Ⅱ) Plate heat recovery device recovers sensible heat or total heat when there is a temperature difference or water vapor partial pressure difference between the two airflows on both sides of its partition. In the plate heat recovery device, the two airflows cross the heat exchanger. The partition of the sensible heat exchanger is a non-permeable material with good thermal conductivity, generally aluminum. The total heat exchanger is a permeable air-to-air heat exchanger, and its partition is made of treated materials with good heat transfer and moisture permeability. The temperature (sensible heat) exchange mechanism is that when air of different temperatures flows through the two sides of the medium, heat is exchanged by conduction.
The exchange of humidity (latent heat) in a total heat exchanger occurs through the following two mechanisms:
① Humidity exchange is carried out through the difference in water vapor partial pressure on both sides of the medium.
②The water vapor on the high humidity side is absorbed by the desiccant and released to the low humidity side through the capillary action of the paper fibers.
Plate heat recovery unit features: good sealing, low air mixing rate; high heat recovery efficiency; no moving parts, stable and reliable operation, low maintenance cost. It is most widely used in heat recovery of air conditioning systems.
III) Heat pipe heat recovery device, first evacuates the sealed pipe, fills in an appropriate amount of working fluid in this state, heats the lower end of the heat pipe, and the working fluid absorbs heat and vaporizes into steam. Under a small pressure difference, it rises to the upper end of the heat pipe, releases heat to the outside, and condenses into liquid. Under the action of gravity, the condensate returns to the heated section along the inner wall of the heat pipe, and is heated and vaporized again, and the cycle repeats, continuously transferring heat from one end to the other. Because it is phase change heat transfer, the thermal resistance in the heat pipe is very small.
A heat pipe is a heat transfer element that achieves heat transfer through the phase change of its internal liquid.
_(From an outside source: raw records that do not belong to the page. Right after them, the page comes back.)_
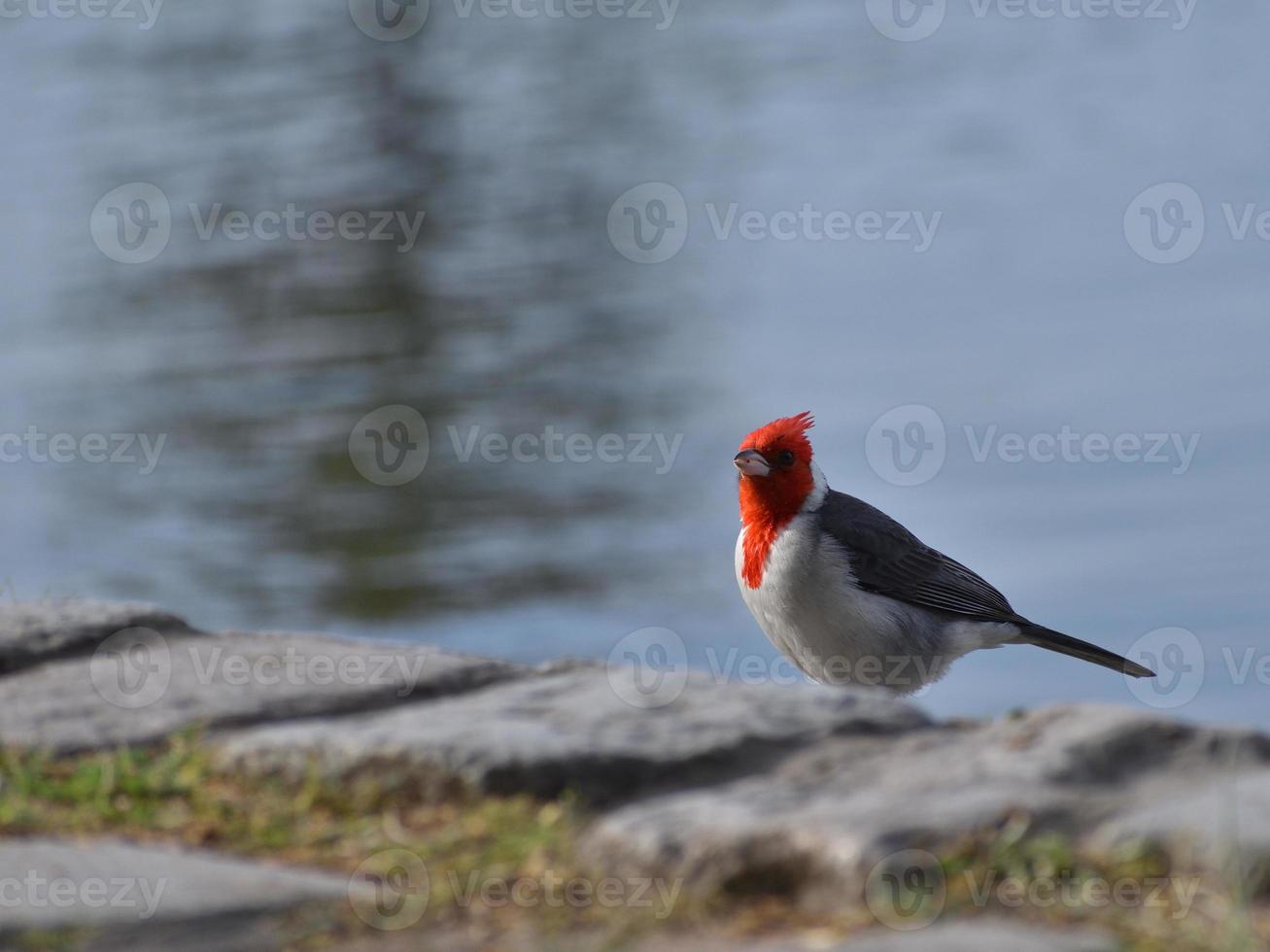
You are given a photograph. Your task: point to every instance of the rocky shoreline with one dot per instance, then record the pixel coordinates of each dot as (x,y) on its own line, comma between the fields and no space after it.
(727,787)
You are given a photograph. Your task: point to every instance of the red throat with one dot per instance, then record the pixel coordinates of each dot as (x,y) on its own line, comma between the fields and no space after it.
(770,503)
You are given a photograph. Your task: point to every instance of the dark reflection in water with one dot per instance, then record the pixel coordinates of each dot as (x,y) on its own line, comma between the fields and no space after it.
(257,357)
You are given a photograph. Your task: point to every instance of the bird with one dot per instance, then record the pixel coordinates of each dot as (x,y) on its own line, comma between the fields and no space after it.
(848,595)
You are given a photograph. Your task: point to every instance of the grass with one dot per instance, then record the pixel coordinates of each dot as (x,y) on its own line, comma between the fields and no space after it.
(489,862)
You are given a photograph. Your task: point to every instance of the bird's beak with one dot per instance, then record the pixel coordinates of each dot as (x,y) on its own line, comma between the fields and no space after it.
(751,462)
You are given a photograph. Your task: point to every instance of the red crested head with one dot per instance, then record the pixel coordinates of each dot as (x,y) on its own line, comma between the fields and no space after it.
(774,464)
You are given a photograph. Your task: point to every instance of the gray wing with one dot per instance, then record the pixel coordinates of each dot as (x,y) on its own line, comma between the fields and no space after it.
(889,560)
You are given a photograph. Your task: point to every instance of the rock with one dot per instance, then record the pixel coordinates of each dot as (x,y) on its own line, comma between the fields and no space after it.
(54,884)
(822,819)
(33,631)
(148,686)
(574,730)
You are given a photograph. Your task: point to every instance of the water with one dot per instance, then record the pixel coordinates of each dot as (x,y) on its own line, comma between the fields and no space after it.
(1029,313)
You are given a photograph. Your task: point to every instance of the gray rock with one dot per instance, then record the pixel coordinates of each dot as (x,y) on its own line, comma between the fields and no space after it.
(574,730)
(822,819)
(983,935)
(141,688)
(54,884)
(31,631)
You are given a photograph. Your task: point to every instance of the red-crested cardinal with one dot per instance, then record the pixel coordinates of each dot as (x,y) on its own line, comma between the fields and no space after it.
(848,595)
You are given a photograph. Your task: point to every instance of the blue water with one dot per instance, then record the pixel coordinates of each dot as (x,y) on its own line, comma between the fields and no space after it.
(1029,313)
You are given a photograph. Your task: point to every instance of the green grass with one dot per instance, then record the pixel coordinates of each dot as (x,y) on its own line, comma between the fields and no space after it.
(174,793)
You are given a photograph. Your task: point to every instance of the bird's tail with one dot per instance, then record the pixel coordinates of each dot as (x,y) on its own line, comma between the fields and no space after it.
(1075,648)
It has the following characteristics:
⑴ Each heat pipe is permanently sealed, there is no additional energy loss during heat transfer, no moving parts, and high operating reliability.
⑵The structure of the heat pipe heat exchanger determines that it is a typical countercurrent heat exchange, and the heat pipe operates almost isothermally, so the heat pipe heat exchanger has a very high efficiency.
⑶ Since the heat exchange of cold and hot gases takes place on the outer surface of the heat pipe, it is easy to expand the heating area.
⑷The hot and cold gases are separated by a partition, so there is no leakage and therefore no cross-contamination problem.
⑸ Because the fluid flow channel is spacious, the resistance loss is small.
⑹Each heat pipe is completely independent and easy to maintain.
⑺From the perspective of environmental adaptability, waste heat recovery efficiency, pressure loss, anti-clogging, cleaning, life and other comprehensive indicators, heat pipe heat exchangers have unique advantages.
V) Ethylene glycol heat recovery device, using heat exchanger and ethylene glycol solution as heat exchange medium, transfers the cold (heat) in the exhaust air to the ethylene glycol solution through the heat exchanger on the exhaust side, reduces (increases) the temperature of the ethylene glycol solution, and then transports the cooled (heated) ethylene glycol solution to the heat exchanger on the fresh air side through the circulation pump, reduces (increases) the fresh air temperature, reduces the system load and the operating cost of the entire air conditioning system.
Features of ethylene glycol heat recovery device: no cross contamination, easy installation, small space restriction, suitable for places with long air supply and exhaust distance.